The saddest part of our failure was that V. J. Peter - our forward hope from 1960 Rome down - at no point exhibited any of his wizardry at Mexico. In fact, after our highly fortuitous 1-0 victory over East Germany (in India's seventh match of the 1968 tournament), a non- partisan hockey correspondent like Peter Rowley had this to say: ``It is surprising that, in spite of the poorest game by Inder and Peter in all the Olympic matches, they were not dropped from the team. Inam-ur-Rehman was undoubtedly better than these two and should have been given an opportunity to play.''

The tone for our non-showing, at Mexico, had been set when, in an unseemly Dalmiya-Bindra style of wrangle, Gurbux Singh was named Joint Captain - after Prithipal Singh was announced as the captain! Spain's Manager Luis Sarda was the first to crystal-ball gaze our reduction to bronze standing. Sarda sized up the situation neatly when, following Spain's solitary-goal defeat at our hands, he noted: ``India are not playing like the Olympic champions any more!'' The high skills of the game - like the dribble, the feint, the body swerve and the reverse flick - were nowhere in evidence, as India huffed and puffed against 7th- finishing New Zealand (1-2), 6th-finishing Spain (1-0); 9th- finishing Belgium (2-1), 13th-finishing Japan (0-0) and 11th- finishing East Germany (1-0).

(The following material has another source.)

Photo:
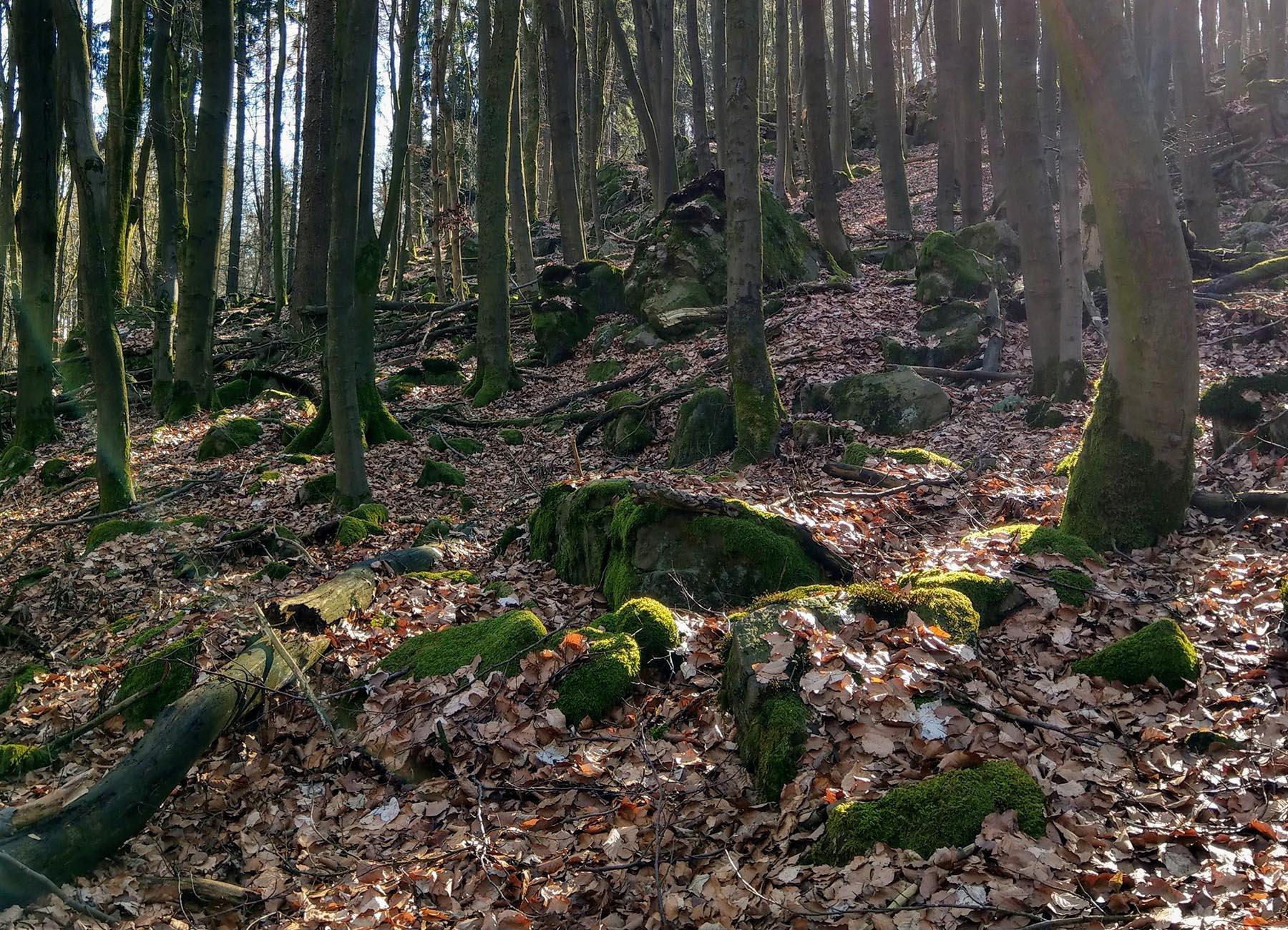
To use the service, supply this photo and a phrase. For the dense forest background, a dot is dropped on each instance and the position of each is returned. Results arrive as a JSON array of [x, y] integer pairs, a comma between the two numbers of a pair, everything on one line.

In fact, against lowly East Germany, it was only skipper Prithipal Singh's abiding ability to strike like a viper from a penalty-corner that saw us scrape through.

Why, even against wooden-spooning hosts Mexico, who (observed Peter Rowley) ``have been playing hockey for no more than three years and would not rate as a good club side, a dreadfully disappointing display it was''. Concluded Peter Rowley: ``India might have trounced Mexico, the weakest team in the (1968) Olympic hockey tournament, by 8 goals to nil but, if the crowd came to see an exhibition of Indian magic, they saw very little of it. A vintage Indian team would have had no trouble in scoring 20 goals.''

Like how hosts United States had been pulverised 24-1 in the 1932 Los Angeles Games by a vintage Indian forward line made up of Carr, Gurmit Singh, Dhyan Chand, Rup Singh and Jaffer. So pathetic was our showing at Mexico that it came as an agreeable surprise when we lifted the World Cup in 1975. After that, in our grasp, was the gold medal at the 1980 Moscow Olympics - even if against opposition of not the highest order, given the political boycott of that Games by certain leading nations. Now K.P.S. Gill yet again promises that the gold is round the short corner. The short point is that Indian hockey lost its vital spark when Prithipal Singh, in 1968, took an Olympics `stand' we had never before that done - the stand on which his `ascent' showed us downgraded to No 3. That 1968 Mexico bronze remains a jolt you feel to this day. Only the gold superimposed on that bronze, in 2000 A.D., could erase the memory of the `Mexicoin' rolling so diminishingly against India in 1968.